Shares in accounting software provider Reckon Ltd fell 3% yesterday after the company’s annual meeting heard the company is seeing improved business conditions in 2011 as demand for its products recovers.
The shares dipped 7c to $2.25 then recovered a touch to end at $2.28 by the close.
That was a loss of 4c or 1.7%, in a market that was quieter than Monday’s madness, but still finished in the red.
Chairman John Thame told the meeting that Reckon was on track to increase annual profit from its $17.2 million result in calendar 2010.
"The prospects for 2011 already show an improvement with the lag of the global financial crisis that hit accounting firms now showing signs of relief and renewed customer interest," Mr Thame said.
Reckon operates three divisions – a business division which sells software through retail outlets, a professional division which offers products to large firms, and the nQueue BillBack division that focuses on the legal profession in the US.

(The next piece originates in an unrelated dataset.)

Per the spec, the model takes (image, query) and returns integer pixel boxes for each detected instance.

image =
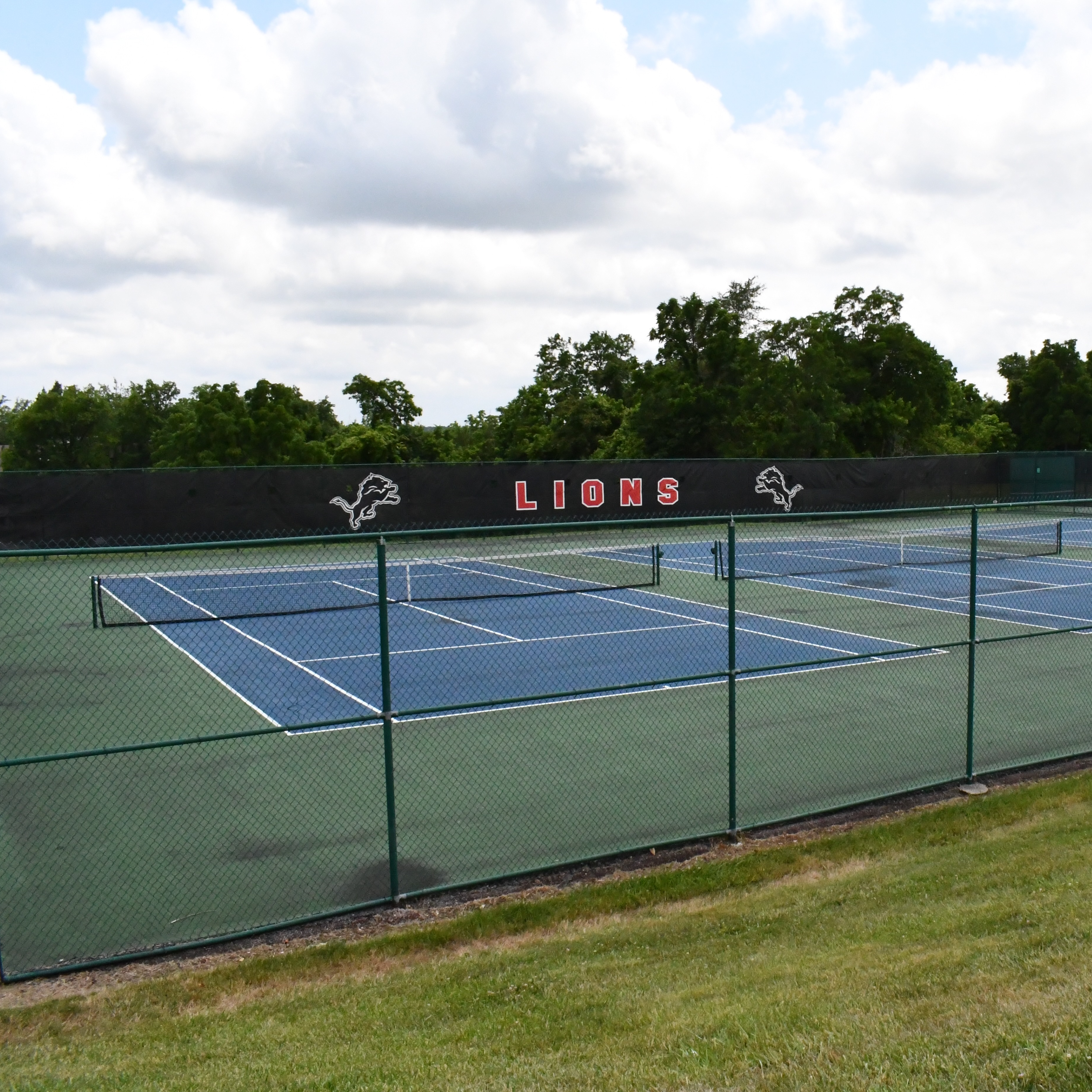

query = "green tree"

Mr Thame said, "As far as the opportunities are concerned, we are seeing in the Professional Division that orders for the first quarter of 2011 are well up on the same period in 2010, and we hope to see the delivery of these orders taking place over the rest of this year".
In the business division, Reckon expected strong and steady growth in its QuickBooks products, while the company continues to pursue market share growth in the nQueue BillBack division, Mr Thame said.
Earlier this month, Reckon took a 4.97% stake in Melbourne IT Ltd for $7.3 million, and said it intended to explore a commercial relationship with the web host.
"We can’t really provide much more information at this stage beyond what was announced but can tell you that management presently see Melbourne IT as having a range of products, especially in the IT services area, for example: hosting, e-mail exchange servers, domain security and the like, that present logical accompaniments to the products and services we currently offer small businesses.
"There may also be opportunities for our Professional Division.
"On that basis we thought it made sense to acquire a stake in what might become a strategic partner.
"It is early days and we continue to explore the commercial potential between the two companies," Mr Thame told the meeting.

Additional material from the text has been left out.